Researchers have asserted, however, that once these barriers in doula Medicaid expansion are overcome, the rewards will outweigh the costs to implement this national intervention. A November 2014 study of four focus groups of pregnant Medicaid beneficiaries illustrated how doula use leads to cost savings due to the lesser use of speciality-trained providers and resource-intensive procedures such as C-sections. “Having doula support would make it better–having [a chance to ask] questions instead of going to the doctor or to the hospital over and over again. Sometimes you don’t really need to go to the doctor … sitting for hours to have [the] ER doctor tell you something your doula could have told you.”
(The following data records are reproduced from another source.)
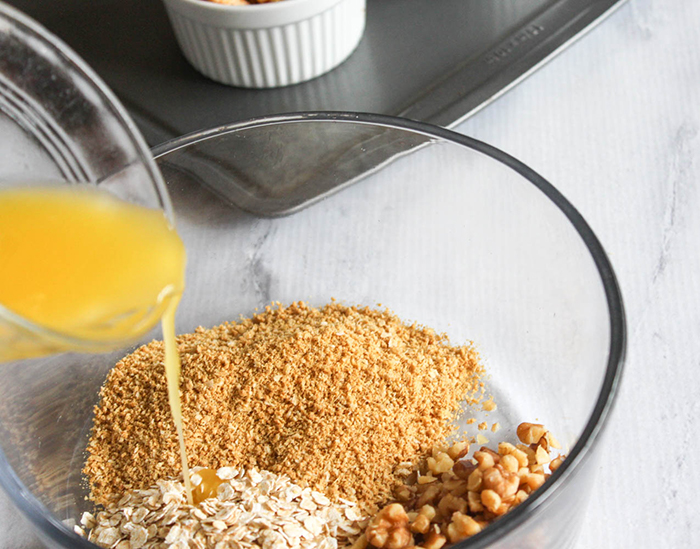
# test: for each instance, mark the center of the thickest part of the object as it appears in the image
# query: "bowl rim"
(52, 528)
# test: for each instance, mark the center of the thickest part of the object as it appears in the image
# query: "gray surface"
(434, 61)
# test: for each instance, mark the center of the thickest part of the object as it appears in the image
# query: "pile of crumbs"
(251, 510)
(338, 398)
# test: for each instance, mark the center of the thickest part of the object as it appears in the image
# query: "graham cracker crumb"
(336, 398)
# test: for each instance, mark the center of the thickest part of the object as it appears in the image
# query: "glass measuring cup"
(61, 125)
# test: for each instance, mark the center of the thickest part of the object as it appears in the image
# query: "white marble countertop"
(614, 124)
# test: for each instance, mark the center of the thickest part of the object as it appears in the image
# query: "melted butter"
(208, 487)
(92, 272)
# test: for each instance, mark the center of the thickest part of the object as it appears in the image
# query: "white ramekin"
(266, 45)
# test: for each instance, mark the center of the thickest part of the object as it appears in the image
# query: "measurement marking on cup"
(505, 49)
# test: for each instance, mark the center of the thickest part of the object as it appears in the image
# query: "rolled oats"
(260, 510)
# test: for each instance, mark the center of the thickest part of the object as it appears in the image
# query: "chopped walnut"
(453, 498)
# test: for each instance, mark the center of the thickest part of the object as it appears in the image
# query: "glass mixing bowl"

Moreover, about two million annual U.S. births, half of the national total, are financed by state Medicaid programs. A 28% reduction in C-section births thanks to doula support would relay to about $2.4 billion saved in childbirth costs per year combined between Medicaid and private insurance births. Doula support would allow reductions in spending on non-beneficial medical procedures, avoidable complications such as use of epidural pain relief, and preventable chronic conditions.
Greater accessibility to doulas through Medicaid has the potential to revitalize women’s health, allowing healthy and safe births while potentially providing a cost-efficient strategy to meet patient needs. Greater accessibility for the women who suffer from disparities in care and outcome would help redress deeply rooted inequities.